Harvesting¶
Harvesting is the process of automatically fetching remote metadata (ie. from other data portals or not) and storing them into udata to be able to search and find them.
Vocabulary¶
- Backend: designate a protocol implementation to harvest a remote endpoint.
- Source: it’s a remote endpoint to harvest. Each harvest source is caracterized by a single endpoint URL and a backend implementation. A harvester is configured for each source.
- Job: designate a full harvesting for a given source.
- Validation: each created harvester needs to be validated by the admin team before being run.
Behavior¶
After a harvester for a given source has been created and validated, it will run either on demand or periodically.
Running an harvester for a given source follow this pseudo-code in specific backends:
def inner_harvest():
datasets = get_datasets_from_source()
for dataset in datasets:
self.process_dataset(some_id, args1, args2, args3)
def inner_process_dataset(item: HarvestItem, args1, args2, args3):
dataset = self.get_dataset(item.remote_id)
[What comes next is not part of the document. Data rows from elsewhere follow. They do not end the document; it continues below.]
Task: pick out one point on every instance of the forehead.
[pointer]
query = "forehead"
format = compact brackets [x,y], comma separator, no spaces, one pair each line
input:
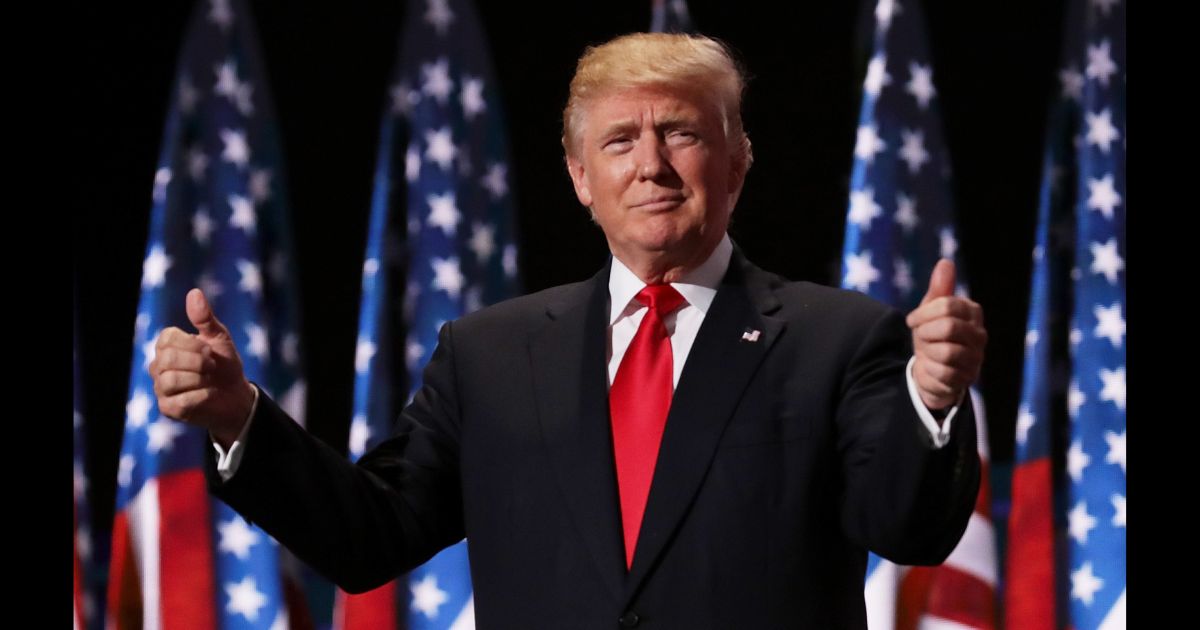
[619,106]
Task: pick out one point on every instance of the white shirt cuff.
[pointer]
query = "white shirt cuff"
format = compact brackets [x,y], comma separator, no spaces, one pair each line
[941,435]
[227,462]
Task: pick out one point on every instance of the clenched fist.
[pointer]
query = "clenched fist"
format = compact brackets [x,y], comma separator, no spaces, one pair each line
[198,378]
[948,340]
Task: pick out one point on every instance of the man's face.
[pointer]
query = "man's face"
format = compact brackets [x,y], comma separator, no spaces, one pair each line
[657,171]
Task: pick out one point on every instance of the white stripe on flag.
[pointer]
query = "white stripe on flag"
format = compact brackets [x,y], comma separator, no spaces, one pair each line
[1115,619]
[466,619]
[936,623]
[881,597]
[976,553]
[143,519]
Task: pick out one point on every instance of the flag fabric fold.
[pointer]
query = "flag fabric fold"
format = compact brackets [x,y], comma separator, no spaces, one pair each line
[899,223]
[219,221]
[1066,564]
[441,245]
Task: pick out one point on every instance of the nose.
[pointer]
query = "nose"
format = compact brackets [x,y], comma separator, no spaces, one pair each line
[651,159]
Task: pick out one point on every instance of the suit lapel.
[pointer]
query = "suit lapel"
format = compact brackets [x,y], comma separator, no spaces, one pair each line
[719,367]
[571,384]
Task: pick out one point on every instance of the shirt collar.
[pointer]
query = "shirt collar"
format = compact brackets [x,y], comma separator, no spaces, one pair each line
[697,286]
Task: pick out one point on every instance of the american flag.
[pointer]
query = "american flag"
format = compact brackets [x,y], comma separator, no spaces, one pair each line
[900,221]
[219,221]
[670,16]
[1067,561]
[442,237]
[85,613]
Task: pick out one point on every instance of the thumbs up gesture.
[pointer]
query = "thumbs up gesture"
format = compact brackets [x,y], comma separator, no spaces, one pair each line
[198,378]
[948,340]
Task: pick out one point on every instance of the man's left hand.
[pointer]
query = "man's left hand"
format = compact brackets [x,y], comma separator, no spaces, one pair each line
[948,340]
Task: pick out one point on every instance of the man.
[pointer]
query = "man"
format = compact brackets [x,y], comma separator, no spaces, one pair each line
[683,441]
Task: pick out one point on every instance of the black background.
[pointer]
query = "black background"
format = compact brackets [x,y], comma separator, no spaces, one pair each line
[329,64]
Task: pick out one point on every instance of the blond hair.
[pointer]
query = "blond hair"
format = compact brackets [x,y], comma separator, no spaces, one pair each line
[648,59]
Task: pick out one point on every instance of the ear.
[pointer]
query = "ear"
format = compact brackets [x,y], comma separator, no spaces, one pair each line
[580,179]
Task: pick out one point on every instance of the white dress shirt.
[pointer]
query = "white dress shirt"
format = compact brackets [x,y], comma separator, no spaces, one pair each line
[697,287]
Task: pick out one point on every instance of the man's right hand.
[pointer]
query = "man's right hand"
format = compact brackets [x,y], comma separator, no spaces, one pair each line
[198,378]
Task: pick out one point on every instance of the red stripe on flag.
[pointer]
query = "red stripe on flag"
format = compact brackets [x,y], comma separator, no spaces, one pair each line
[373,609]
[185,541]
[1030,594]
[124,586]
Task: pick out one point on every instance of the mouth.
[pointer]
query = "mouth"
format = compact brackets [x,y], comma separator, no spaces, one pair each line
[660,204]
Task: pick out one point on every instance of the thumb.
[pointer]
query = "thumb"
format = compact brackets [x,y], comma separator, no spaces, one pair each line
[941,281]
[202,317]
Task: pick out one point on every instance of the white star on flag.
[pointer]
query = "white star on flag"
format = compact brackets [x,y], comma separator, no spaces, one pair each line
[125,469]
[1107,261]
[885,11]
[448,275]
[859,271]
[441,148]
[876,76]
[364,352]
[1099,63]
[1110,324]
[868,143]
[244,215]
[202,226]
[137,411]
[472,97]
[1103,196]
[245,599]
[483,241]
[509,261]
[1080,522]
[412,163]
[1119,516]
[237,538]
[863,208]
[921,85]
[251,279]
[1025,421]
[210,287]
[403,99]
[437,79]
[162,435]
[438,15]
[1101,131]
[1075,399]
[161,179]
[913,151]
[256,343]
[444,213]
[496,180]
[360,432]
[1084,583]
[427,598]
[1116,448]
[903,279]
[906,213]
[154,268]
[235,150]
[1077,460]
[1114,387]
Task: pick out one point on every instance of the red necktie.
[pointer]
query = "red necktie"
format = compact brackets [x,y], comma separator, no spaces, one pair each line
[639,401]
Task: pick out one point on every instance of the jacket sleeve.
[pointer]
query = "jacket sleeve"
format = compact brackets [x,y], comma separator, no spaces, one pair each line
[905,499]
[360,525]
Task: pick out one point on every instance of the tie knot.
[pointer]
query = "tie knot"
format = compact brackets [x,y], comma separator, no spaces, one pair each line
[660,298]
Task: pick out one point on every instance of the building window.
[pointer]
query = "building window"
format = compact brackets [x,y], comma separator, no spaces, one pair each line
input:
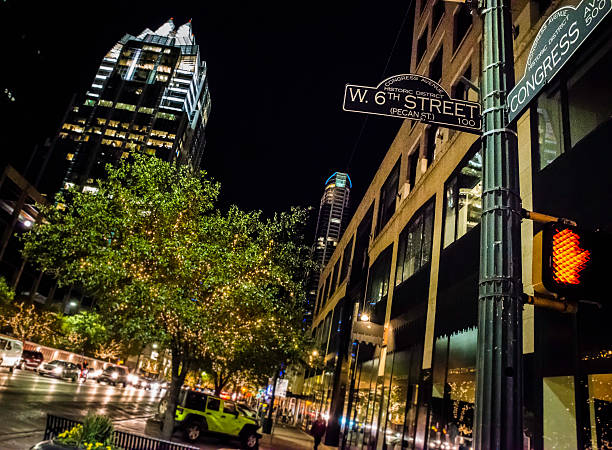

update_dataset(dataset, args1, args2)
return dataset
The call to process_dataset
is a wrapper:
1. Create the HarvestItem
2. Call the inner_process_dataset
(backend dependent update of the Dataset
object // without saving! See step 5.)
3. Catch errors to save the logs inside the HarvestItem
4. Update the HarvestMetadata
inside the Dataset
with domain, source, last_update, etc.
5. Save the updated Dataset
(if not in dryrun mode)
Property | Meaning |
---|---|
harvest:domain | Domain on which dataset has been harvested (ex: data.test.org ) |
harvest:remote_id | Dataset identifier on the remote repository |
harvest:source_id | Harvester identifier |
harvest:last_update | Last time this dataset has been harvested |
Administration interface¶
You can see the harvester administration interface in the System
view.
You’ll have an overview of all harvesters and their state (pending validation, last run…)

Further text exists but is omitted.